What is Radarr (4K) [Exposed!]?

Radarr (4K) [Exposed!] is an add-on for your existing ElfHosted Radarr (4K) instance that removes Single Sign-On (SSO) protection from the API. With SSO bypassed, external tools and remote clients can authenticate using Radarr (4K)'s native API key — exactly as they would against a self-hosted Radarr (4K) on your own LAN.

Who needs this?

Anyone running a separate 4K Radarr instance who needs external tools to differentiate it from their HD Radarr — Profilarr, Recyclarr, Notifiarr, mobile apps, and unified dashboards that target both quality tiers. If you're only using Radarr (4K) through the ElfHosted dashboard or its built-in web UI, you don't need [Exposed!] — SSO is already protecting you.

Compatible integrations

• 🔌 Profilarr, Recyclarr, Notifiarr, Doplarr, Overseerr (with 4K profiles)
• 🤝 Any third-party tool that authenticates with the Radarr (4K) API key
• 📱 Mobile apps like nzb360, LunaSea, and nzbget that need direct API access

Security requirements

Because [Exposed!] removes ElfHosted's SSO layer, you must reset Radarr (4K)'s default API key before subscribing. The default key is shared across the platform and cannot be used as a public credential. Generate a fresh API key in Radarr (4K)'s settings, then paste it into the subscription form so we can keep dashboard icons working correctly.

Why ElfHosted?

Most hosted *arr setups force a one-size-fits-all auth model — either everything is behind SSO (breaking external integrations) or nothing is (leaving the API wide open).

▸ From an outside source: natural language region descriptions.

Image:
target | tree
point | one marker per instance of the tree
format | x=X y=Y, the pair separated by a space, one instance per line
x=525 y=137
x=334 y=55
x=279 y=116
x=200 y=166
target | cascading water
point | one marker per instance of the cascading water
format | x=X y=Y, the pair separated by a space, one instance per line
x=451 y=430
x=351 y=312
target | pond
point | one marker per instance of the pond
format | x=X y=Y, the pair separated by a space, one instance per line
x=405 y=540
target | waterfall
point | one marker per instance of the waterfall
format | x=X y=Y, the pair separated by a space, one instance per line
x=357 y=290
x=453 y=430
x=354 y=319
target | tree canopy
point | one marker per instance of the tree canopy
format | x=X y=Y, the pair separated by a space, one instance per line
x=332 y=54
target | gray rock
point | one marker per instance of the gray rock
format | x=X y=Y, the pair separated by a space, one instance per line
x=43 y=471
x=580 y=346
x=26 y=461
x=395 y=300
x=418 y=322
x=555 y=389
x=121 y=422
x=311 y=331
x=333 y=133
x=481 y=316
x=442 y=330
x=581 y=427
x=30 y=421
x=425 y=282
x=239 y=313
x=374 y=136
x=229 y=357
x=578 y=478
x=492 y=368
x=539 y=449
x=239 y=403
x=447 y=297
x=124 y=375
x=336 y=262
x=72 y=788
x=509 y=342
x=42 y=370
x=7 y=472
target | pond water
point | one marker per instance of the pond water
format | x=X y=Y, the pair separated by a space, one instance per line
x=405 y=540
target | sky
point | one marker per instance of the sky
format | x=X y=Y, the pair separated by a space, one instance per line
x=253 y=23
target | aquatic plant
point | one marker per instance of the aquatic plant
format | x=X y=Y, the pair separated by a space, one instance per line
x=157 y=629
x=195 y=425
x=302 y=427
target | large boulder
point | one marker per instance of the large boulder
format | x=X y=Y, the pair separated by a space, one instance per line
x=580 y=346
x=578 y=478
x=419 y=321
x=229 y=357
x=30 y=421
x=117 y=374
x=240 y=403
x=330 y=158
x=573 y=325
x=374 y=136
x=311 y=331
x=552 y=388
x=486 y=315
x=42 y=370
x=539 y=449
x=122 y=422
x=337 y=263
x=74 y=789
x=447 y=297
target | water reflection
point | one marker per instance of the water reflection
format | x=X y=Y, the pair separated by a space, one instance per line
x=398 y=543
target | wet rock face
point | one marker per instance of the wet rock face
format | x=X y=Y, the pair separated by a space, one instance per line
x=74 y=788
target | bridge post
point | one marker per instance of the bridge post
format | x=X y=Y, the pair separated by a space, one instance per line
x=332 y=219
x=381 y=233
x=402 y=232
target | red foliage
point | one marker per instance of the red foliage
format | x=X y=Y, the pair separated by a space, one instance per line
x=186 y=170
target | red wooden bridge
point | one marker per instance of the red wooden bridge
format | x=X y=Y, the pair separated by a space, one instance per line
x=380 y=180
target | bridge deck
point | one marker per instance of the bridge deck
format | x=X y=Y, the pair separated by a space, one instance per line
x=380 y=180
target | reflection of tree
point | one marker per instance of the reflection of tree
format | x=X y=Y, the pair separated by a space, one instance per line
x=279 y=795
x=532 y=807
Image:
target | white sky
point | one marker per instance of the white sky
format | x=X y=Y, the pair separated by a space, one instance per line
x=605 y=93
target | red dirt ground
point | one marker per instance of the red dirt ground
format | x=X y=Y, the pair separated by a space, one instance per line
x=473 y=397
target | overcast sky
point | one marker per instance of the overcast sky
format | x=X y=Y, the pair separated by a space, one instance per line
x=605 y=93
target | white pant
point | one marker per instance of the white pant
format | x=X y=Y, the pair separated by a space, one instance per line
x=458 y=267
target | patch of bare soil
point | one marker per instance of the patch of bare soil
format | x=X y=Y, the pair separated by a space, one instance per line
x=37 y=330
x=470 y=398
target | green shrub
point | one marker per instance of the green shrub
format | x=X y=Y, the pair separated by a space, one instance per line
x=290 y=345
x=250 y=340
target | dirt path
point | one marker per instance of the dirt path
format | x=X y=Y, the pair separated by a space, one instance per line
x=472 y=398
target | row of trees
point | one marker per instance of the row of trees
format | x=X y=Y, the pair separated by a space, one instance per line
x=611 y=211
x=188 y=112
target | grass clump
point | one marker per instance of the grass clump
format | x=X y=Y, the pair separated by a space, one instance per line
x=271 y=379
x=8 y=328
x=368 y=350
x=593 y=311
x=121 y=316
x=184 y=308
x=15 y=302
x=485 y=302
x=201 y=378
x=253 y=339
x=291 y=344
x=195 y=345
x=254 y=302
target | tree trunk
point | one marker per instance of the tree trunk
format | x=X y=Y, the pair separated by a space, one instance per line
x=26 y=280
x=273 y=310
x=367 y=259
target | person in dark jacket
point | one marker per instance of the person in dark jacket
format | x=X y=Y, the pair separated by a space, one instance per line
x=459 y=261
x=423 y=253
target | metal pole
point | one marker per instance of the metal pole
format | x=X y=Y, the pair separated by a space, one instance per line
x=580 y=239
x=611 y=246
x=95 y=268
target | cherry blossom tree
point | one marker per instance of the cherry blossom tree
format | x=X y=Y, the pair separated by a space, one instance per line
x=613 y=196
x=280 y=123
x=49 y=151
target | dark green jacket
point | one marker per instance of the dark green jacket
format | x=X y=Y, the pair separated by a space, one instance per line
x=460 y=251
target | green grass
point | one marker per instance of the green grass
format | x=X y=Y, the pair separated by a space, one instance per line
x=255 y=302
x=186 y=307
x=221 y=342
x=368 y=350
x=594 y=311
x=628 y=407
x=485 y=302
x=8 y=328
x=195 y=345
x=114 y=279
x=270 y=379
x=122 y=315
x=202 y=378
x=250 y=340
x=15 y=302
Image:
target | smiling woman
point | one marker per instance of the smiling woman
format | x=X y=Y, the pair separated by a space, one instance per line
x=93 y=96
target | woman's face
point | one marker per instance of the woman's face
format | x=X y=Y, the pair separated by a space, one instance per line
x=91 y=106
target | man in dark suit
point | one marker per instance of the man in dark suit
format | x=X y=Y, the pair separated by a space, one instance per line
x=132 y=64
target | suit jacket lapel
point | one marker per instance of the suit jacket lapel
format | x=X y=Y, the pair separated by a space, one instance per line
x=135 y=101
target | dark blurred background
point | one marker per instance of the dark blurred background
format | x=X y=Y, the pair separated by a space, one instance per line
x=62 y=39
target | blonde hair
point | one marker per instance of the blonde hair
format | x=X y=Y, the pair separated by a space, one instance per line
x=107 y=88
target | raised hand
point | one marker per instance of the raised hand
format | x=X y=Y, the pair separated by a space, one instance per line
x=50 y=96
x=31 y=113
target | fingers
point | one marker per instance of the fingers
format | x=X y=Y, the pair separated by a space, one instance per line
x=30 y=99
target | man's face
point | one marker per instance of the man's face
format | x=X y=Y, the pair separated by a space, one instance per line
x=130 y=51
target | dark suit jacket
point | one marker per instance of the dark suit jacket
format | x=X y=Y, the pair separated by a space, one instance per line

ElfHosted's [Exposed!] add-ons let you opt specific apps into public API access while keeping SSO on everything else. You get the integration flexibility of self-hosting without exposing your entire stack.

FAQ

Does this expose my entire Radarr (4K) instance, or just the API?
The whole Radarr (4K) URL becomes publicly reachable, but Radarr (4K)'s native auth (API key for the API, login form for the UI) is the only thing protecting it. Treat the URL as semi-public.

What happens if I forget to reset the API key?
The default key is well-known and shared — leaving it in place means anyone could control your Radarr (4K). We'll prompt you to set a new key during checkout, but this is your responsibility to keep secret.

Can I revert later?
Yes — cancelling the [Exposed!] subscription restores SSO protection.